The strike threat has so alarmed corporate America that more than 100 business groups wrote to President Obama last week to urge him to intervene to push the two sides to settle — and, if need be, to invoke his emergency powers under the 1947 Taft-Hartley Act to bar a strike. President George W. Bush invoked the act in 2002 to end a lockout at ports on the West Coast, where a different union represents dockworkers.
Despite their small numbers, the East Coast dockworkers have outsize influence. Many of them, like the crane operators who transfer containers from ships to the docks, are highly skilled and cannot be easily replaced. And because they control the loading and unloading of goods in most of the nation’s ports, a strike could cause extensive economic damage at a time when the economy is already weak.
“They’re in a crucial place in the flow of goods,” said Richard W. Hurd, an industrial relations professor at Cornell University.
The Port Authority of New York and New Jersey estimates that a strike would cost the region $136 million a week in personal income and $110 million in economic output.

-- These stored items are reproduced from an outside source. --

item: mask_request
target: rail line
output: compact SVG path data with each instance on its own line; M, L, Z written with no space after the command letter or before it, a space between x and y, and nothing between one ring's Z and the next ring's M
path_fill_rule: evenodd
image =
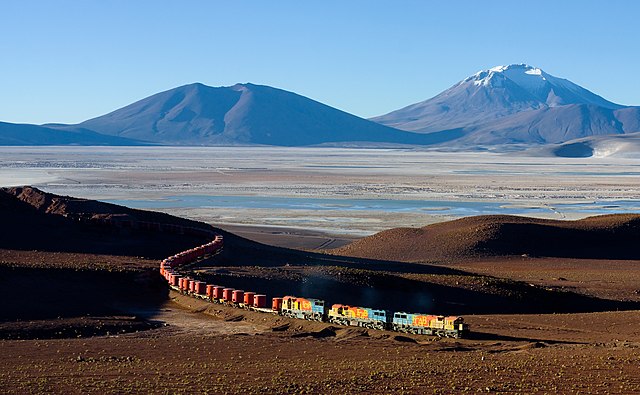
M459 316L394 313L370 307L343 304L334 304L329 308L324 300L296 296L274 297L271 299L271 306L268 306L265 294L207 284L190 277L188 269L193 263L222 251L224 248L222 235L202 228L151 222L127 223L125 226L211 237L211 241L205 244L181 251L160 262L160 274L165 278L169 287L184 295L241 309L345 326L455 338L463 337L469 332L468 325Z

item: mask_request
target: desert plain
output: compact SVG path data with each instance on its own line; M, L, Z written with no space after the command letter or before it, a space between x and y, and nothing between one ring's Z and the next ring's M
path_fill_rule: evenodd
M425 309L464 314L471 326L468 338L443 339L196 301L153 279L162 253L187 239L163 239L157 254L147 252L153 235L140 235L139 251L128 240L126 252L118 246L131 235L109 234L110 253L3 245L3 300L18 307L0 323L1 393L640 392L637 258L397 262L326 250L473 215L631 215L640 211L633 158L264 147L3 147L0 158L3 186L164 212L284 248L229 238L228 254L199 269L205 279L328 299L348 288L333 301L390 306L403 290L416 308L425 293ZM73 278L101 277L101 308L86 286L85 302L71 303ZM45 299L52 314L37 314ZM57 313L54 302L74 309Z
M360 237L481 214L576 219L638 212L639 176L634 157L415 149L0 147L3 186L32 185L217 225Z

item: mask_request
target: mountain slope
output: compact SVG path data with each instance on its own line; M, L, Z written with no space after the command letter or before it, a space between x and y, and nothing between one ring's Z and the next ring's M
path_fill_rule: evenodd
M0 145L140 145L118 136L105 136L91 130L73 131L0 122Z
M523 111L466 128L462 145L562 143L584 136L625 133L614 110L589 104L570 104Z
M253 84L185 85L67 129L77 127L177 145L430 144L442 140L438 135L395 130L295 93Z
M498 66L432 99L372 118L402 130L459 129L453 145L545 144L640 131L640 109L612 103L539 68Z

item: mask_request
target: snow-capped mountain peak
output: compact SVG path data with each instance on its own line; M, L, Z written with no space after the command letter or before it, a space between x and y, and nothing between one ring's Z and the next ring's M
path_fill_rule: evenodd
M608 102L569 80L554 77L544 70L528 64L510 64L482 70L460 82L486 88L507 88L511 83L531 97L549 107L566 104L595 104L605 108L621 106Z
M538 67L510 64L479 71L431 99L373 119L383 125L428 133L477 127L526 111L576 105L624 108Z

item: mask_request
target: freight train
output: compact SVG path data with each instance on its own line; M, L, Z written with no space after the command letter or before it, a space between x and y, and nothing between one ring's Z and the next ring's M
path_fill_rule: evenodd
M206 232L202 229L198 231ZM195 228L189 228L185 233L191 232L195 233ZM244 292L190 278L185 270L187 265L214 255L223 247L223 237L213 232L211 235L214 238L210 242L162 260L160 274L173 290L212 303L338 325L455 338L463 337L469 332L464 319L458 316L389 312L343 304L334 304L329 308L324 300L295 296L272 298L269 307L264 294Z

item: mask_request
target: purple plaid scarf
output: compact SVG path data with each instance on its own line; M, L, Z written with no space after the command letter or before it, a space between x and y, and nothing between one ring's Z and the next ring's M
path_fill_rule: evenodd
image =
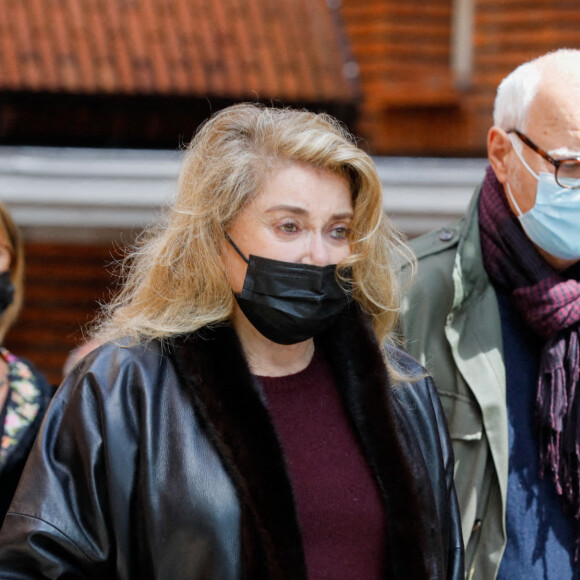
M565 513L580 522L580 282L554 270L538 253L487 168L479 199L483 264L493 284L511 292L529 326L545 339L534 426L541 476L549 473ZM580 526L576 534L576 561Z

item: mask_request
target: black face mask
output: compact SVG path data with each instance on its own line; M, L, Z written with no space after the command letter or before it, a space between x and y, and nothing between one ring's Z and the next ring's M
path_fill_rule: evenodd
M272 342L295 344L320 334L351 301L336 280L336 265L295 264L252 255L248 259L226 237L248 264L236 300L254 328Z
M0 274L0 316L6 312L6 309L14 300L14 285L10 280L10 272Z

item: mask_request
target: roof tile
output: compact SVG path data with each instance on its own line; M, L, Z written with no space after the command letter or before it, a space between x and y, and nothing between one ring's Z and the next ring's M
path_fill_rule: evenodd
M181 50L180 57L175 61L175 68L182 69L188 82L194 87L200 87L200 90L205 86L203 70L199 66L198 59L203 58L204 43L199 34L199 29L196 26L195 15L199 12L199 0L190 0L190 2L180 2L178 4L177 17L183 26L175 31L172 35L175 44L180 46L191 45L191 53L198 55L194 58L190 52ZM167 21L166 26L171 27L171 21ZM162 41L161 41L162 42ZM185 92L186 88L181 92Z
M19 84L19 63L17 47L10 34L8 19L0 18L0 70L2 82L7 88L14 88Z
M38 4L42 4L42 0L36 0ZM74 46L79 60L79 74L82 75L84 83L89 90L96 89L95 66L91 58L91 45L88 41L88 31L86 26L86 19L83 14L83 0L68 0L69 2L69 25L71 27L71 37L74 39ZM82 42L80 39L85 39Z
M0 91L353 102L325 0L0 0Z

The dockworkers union, the International Longshoremen’s Association, opposes presidential intervention, and labor specialists say Mr. Obama, like previous union-friendly Democrats, may be reluctant to enjoin a strike. On the other hand, the economy already faces a potential blow from tax increases and federal budget cuts scheduled to begin on Jan. 1, and a strike would cause further damage.
“The last thing the nation needs right now is a strike that would shut down the East Coast and Gulf Coast ports,” said Jonathan Gold, the National Retail Federation’s vice president for supply chain policy. “This will have a huge ripple effect throughout the economy.”
The 14 ports threatened with a strike — including Boston; New York-New Jersey; Baltimore; Charleston, S.C.; Savannah, Ga.; Miami; and Houston — handled 110 million tons of cargo last year.
The contract negotiations, which have continued fitfully for nine months, broke off on Dec. 18. At the behest of a federal mediator, the two sides are planning to resume talks this week to try to reach a deal before the deadline of 12:01 a.m. Sunday.
Although several issues need to be resolved, the two sides are deadlocked over one point in particular. The United States Maritime Alliance, an association of shipping companies and terminal owners, is demanding concessions on “container royalty payments,” which the companies share with union members for each ton of cargo handled. The companies want to freeze those payments for current longshoremen and eliminate them for future hires.
The maritime alliance, known as USMX, says it paid $211 million in container royalties to the longshoremen last year, averaging $15,500 per eligible worker. James A. Capo, the alliance’s chairman, said that came to $10 an hour, on top of what he said were already generous wages.
“This issue seems to have dwarfed anything else,” Mr. Capo said. “All it does is make the union more uncompetitive than it already is.”
The alliance says that, including the royalties, the longshoremen earn $124,000 a year on average in wages and benefits. Union officials say those figures are misleading and put average annual wages at $75,000 before benefits — still far more than most union members earn.
The container payments were created in the 1960s to compensate the longshoremen as ports embraced automation and the use of standardized, 40-foot-long containers to ship goods. That caused a big decrease in jobs and working hours. Employment of longshoremen in the Port of New York and New Jersey has dropped to 3,500 from 35,000 in the 1960s.
The shipping companies see the royalty payments as a relic of decades past, while the union still sees them as a core part of wages and as an important way to share productivity gains with members.
The dockworkers union is digging in on the issue.
“We have repeatedly asked them to leave this item alone,” said Harold J. Daggett, the union’s president.
Last week, a federal mediator asked the two sides to extend their contract until Feb. 1. But Mr. Daggett ruled out an extension unless USMX dropped its demands on the royalty payments.